Metadata-Version: 2.0
Name: FinnSyll
Version: 2.0.0
Summary: Finnish syllabifier and compound segmenter
Home-page: https://github.com/tsnaomi/finnsyll
Author: Naomi Tachikawa Shapiro
Author-email: coder@tsnaomi.net
License: BSD
Keywords: Finnish syllabifier compound segmenter
Platform: UNKNOWN
Classifier: Development Status :: 5 - Production/Stable
Classifier: Intended Audience :: Science/Research
Classifier: Topic :: Scientific/Engineering
Classifier: License :: OSI Approved :: BSD License
Classifier: Programming Language :: Python
Requires-Dist: morfessor

.. image:: https://travis-ci.org/tsnaomi/finnsyll.svg?branch=master
    :target: https://travis-ci.org/tsnaomi/finnsyll

FinnSyll
********

FinnSyll is a Python library that syllabifies words according to Finnish syllabification principles.
It is also equipped with a Finnish compound splitter. 
More details/docs to come.

Installation
============
::

        $ pip install FinnSyll

Basic usage
===========

First, instantiate a ``FinnSyll`` object. ::

        >>> from finnsyll import FinnSyll
        >>> f = FinnSyll()

To syllabify: ::

        >>> f.syllabify('runoja')
        ['ru.no.ja']  # internal syllable boundaries are indicated with '.'

To segment compounds: ::

        >>> f.split('sosiaalidemokraattien')
        'sosiaali=demokraattien'  # internal word boundaries are indicated with '='

Optional arguments
==================

The syllabifier can be customized along two different parameters: variation and compound splitting.  

variation
---------

Instantiating a ``FinnSyll`` object with ``variation=True`` (default) will allow the syllabifier to return multiple syllabifications if variation is predicted. When ``variation=True``, the syllabifier will return a list. Setting ``variation`` to ``False`` will cause the syllabifier to return a string containing the first predicted syllabification. 

*Variation*: ::

        >>> f = FinnSyll(variation=True) 
        >>> f.syllabify('runoja')
        ['ru.no.ja']
        >>> f.syllabify('vapaus')
        ['va.pa.us', 'va.paus']

*No variation*: ::

        >>> f = FinnSyll(variation=False)
        >>> f.syllabify('runoja')
        'ru.no.ja'
        >>> f.syllabify('vapaus')
        'va.pa.us'

split_compounds
---------------

When instantiating a ``FinnSyll`` object with ``split_compounds=True`` (default), the syllabifier will first attempt to split the input into constituent words before syllabifying it.

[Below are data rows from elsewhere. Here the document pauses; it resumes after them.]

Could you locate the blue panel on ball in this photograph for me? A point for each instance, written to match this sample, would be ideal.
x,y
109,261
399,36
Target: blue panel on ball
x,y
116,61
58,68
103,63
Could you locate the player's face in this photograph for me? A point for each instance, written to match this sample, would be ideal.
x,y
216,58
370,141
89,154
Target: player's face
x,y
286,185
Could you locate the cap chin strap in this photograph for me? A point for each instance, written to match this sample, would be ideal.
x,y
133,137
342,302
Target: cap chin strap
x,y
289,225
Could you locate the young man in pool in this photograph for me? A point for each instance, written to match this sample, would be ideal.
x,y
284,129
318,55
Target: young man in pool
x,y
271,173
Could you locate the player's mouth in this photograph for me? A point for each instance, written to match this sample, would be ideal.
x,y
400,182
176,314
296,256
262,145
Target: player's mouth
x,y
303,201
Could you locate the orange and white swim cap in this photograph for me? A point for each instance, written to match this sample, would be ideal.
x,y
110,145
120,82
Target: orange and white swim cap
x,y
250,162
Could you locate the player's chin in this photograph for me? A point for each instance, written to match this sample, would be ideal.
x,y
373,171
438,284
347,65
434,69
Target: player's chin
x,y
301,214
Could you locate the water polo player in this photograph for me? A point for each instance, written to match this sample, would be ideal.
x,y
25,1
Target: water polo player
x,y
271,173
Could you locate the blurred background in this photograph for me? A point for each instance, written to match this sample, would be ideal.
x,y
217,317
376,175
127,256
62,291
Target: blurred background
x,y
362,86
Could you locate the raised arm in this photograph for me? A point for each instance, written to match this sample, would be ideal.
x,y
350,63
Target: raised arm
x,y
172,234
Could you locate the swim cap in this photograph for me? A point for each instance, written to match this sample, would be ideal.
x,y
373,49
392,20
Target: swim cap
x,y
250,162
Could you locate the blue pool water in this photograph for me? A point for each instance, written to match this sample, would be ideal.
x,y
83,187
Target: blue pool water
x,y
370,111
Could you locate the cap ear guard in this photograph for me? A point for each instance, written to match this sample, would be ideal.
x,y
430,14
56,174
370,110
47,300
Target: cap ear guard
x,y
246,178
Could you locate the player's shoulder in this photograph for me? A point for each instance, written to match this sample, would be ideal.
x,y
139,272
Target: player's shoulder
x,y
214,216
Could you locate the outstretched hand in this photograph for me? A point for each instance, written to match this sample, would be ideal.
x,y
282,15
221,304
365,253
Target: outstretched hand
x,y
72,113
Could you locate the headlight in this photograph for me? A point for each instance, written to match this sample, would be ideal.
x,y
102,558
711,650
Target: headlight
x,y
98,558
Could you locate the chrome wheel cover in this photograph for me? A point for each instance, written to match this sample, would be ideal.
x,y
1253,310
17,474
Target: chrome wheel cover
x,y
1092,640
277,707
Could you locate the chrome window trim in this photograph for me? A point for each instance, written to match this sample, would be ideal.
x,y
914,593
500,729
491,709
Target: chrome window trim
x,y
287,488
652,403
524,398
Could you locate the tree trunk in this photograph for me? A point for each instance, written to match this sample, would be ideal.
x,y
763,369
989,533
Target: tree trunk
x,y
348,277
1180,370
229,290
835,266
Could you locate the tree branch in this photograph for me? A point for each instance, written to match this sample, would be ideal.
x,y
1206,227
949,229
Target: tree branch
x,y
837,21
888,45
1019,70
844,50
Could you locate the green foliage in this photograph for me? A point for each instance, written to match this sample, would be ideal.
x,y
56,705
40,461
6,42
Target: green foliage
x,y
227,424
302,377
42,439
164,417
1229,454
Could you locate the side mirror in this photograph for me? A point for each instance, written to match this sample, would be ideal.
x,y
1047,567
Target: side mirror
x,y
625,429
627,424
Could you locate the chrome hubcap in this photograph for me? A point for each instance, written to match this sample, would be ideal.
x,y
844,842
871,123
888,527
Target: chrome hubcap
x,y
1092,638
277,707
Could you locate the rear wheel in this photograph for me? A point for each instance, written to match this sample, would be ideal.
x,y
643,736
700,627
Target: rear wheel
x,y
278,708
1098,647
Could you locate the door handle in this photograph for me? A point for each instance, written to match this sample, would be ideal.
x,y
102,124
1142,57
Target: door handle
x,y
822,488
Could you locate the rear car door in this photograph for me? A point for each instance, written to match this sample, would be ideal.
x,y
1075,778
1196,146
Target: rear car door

This forces the syllabifier to insert a syllable boundary in between identified constituent words. The syllabifier will skip this step if ``split_compounds`` is set to ``False``.

*Compound splitting*: ::

        >>> f = FinnSyll(split_compounds=True) 
        >>> f.syllabify('rahoituserien')  # rahoitus=erien
        ['ra.hoi.tus.e.ri.en']

*No compound splitting*: ::

        >>> f = FinnSyll(split_compounds=False) 
        >>> f.syllabify('rahoituserien')
        ['ra.hoi.tu.se.ri.en']  # incorrect